Having standard poodles myself; grooming is a requirement. Somedays there is no grooming to be done and other days alot. But I decided way back when I had my first dog which was an airedale that I was doing it myself. I went on to have standards and have always done the grooming. But the grooming requirements for a poodle are not the same for all; if you are like me you just shave the hair off and don't have to worry about it. When their coats are short and I let them airdry they require no brushing. The coat having dried into nice tight curls rarely matt and are easy to care for.
But if you want a fancy clip on your poodle then yes, there will be grooming to do. And not only regular grooming but regular brushing so that they don't become matted. If you decide you want an OES (old english sheepdog), a golden, collie, labradoodle, afghan, borzoi, spaniel or whatever they require all require grooming.
Breeds like the Doberman, Great dane, whippet, vizsla or weimaraner require next to no grooming but still shed. So brushing on a regular basis helps to minimize the amount of hair in your home. And then there are breeds that seem like they don't need grooming but they do. Breeds with thick or double coats like the GSD (german shepherd dog), labrador, Jack russell, beauceron and the rottweiller all have thick coats that shed a ton. And because of the amount of shedding it is important to brush at least 3 times a week to keep it to a minimum.
Many people would never consider grooming themselves, some breeds are a ton of work. But if you opt to have someone do it for you; it's going to cost you. I had a look around on the web and a large breed will cost you approx 65.00 and up. You have to consider how many times a year that your dog will visit the groomer. The less often you bring your dog in; the more it costs which only stands to reason because it is more work for the groomer.

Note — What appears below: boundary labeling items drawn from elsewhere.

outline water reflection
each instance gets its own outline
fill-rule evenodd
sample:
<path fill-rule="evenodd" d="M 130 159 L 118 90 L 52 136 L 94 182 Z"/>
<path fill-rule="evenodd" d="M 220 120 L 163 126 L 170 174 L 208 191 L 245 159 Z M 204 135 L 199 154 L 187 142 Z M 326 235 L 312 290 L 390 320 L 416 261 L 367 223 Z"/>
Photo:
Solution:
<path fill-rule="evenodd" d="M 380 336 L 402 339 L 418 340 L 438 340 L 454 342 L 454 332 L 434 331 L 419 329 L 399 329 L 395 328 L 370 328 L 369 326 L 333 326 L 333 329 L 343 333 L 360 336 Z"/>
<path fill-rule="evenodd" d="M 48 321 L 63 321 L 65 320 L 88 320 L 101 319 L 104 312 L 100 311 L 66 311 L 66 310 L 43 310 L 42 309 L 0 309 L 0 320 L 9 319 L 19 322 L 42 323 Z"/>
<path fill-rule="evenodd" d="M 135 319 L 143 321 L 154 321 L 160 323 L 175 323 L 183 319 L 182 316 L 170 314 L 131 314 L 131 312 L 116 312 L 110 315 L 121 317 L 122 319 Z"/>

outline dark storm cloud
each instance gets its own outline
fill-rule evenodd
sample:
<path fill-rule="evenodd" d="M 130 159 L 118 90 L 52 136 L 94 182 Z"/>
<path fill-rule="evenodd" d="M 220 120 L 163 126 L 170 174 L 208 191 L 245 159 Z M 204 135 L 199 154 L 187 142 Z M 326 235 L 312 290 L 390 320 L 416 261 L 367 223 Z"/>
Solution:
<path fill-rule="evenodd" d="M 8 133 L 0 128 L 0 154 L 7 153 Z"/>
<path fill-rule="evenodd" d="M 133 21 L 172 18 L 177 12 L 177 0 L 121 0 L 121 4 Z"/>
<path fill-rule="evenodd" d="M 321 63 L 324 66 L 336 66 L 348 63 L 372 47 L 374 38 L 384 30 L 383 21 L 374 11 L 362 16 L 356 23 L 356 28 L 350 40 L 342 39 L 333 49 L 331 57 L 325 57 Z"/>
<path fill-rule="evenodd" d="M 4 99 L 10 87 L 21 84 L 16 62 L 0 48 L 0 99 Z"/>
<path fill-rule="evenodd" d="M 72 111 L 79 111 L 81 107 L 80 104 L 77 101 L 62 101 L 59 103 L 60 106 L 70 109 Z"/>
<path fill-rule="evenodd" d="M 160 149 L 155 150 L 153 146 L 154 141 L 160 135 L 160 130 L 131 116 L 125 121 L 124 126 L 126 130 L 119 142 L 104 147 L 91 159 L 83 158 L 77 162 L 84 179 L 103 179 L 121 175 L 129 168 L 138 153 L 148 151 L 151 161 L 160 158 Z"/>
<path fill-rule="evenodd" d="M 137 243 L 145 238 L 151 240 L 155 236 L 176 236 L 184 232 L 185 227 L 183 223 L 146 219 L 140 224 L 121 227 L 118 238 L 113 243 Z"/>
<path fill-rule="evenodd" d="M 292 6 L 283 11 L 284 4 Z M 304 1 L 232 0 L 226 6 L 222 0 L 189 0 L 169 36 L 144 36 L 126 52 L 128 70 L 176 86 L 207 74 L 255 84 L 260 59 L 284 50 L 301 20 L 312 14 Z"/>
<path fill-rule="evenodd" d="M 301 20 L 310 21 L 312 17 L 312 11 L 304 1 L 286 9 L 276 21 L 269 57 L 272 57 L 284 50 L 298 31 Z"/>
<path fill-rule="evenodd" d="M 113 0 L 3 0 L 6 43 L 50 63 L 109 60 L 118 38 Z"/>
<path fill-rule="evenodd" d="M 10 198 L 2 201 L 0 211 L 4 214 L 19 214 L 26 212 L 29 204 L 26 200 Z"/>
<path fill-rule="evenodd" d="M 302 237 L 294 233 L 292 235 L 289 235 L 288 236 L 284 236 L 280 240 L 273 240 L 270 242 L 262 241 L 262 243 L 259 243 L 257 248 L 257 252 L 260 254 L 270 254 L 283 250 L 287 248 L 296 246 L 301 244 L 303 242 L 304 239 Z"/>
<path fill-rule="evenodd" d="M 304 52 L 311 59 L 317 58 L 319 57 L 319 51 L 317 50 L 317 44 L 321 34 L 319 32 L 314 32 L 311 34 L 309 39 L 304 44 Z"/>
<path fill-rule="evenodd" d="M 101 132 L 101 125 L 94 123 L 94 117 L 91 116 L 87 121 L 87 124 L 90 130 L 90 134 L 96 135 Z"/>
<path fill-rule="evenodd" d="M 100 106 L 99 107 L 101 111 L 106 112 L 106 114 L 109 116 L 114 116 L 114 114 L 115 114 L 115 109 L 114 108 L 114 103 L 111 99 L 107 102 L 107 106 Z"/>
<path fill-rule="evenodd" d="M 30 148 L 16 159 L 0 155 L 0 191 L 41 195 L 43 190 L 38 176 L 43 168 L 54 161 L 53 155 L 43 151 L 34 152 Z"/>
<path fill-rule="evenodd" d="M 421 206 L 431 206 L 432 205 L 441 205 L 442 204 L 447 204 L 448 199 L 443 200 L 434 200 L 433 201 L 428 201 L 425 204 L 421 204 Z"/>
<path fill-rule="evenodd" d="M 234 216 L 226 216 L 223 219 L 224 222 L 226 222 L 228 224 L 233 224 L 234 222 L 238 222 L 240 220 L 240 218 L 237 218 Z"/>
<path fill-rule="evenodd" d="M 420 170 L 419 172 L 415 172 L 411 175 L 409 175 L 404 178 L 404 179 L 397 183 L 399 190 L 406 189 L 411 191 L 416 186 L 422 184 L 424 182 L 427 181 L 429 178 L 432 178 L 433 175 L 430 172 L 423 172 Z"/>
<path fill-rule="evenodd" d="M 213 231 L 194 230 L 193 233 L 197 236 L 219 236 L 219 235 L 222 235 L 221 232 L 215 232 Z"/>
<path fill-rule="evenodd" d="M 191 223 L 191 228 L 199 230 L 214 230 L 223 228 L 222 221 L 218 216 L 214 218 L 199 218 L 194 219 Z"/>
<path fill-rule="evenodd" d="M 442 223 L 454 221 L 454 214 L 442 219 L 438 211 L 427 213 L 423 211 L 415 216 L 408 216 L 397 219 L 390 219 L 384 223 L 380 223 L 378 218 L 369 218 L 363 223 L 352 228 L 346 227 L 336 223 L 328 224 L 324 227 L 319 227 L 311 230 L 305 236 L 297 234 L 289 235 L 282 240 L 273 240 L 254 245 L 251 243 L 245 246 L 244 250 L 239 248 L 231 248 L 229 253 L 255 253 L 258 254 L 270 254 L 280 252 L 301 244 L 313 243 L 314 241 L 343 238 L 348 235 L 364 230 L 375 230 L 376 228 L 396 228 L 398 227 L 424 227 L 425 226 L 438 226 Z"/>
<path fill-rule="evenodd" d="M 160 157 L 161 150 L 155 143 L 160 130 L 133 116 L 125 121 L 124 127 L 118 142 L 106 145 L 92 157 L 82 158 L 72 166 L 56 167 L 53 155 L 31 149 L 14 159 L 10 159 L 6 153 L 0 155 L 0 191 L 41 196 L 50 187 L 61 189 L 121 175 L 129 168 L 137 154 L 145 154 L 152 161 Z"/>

Grooming dogs is alot of work; I know. It is not something I would want to do as a profession and applaud those who do. And like any business there are good and there are bad. When choosing a groomer it is best to get recommendations.
But whether or not you decide to do it yourself or hire sommeone to do it; grooming is something you need to consider before choosing your dog. Otherwise you can just end up with a big mess and big headache.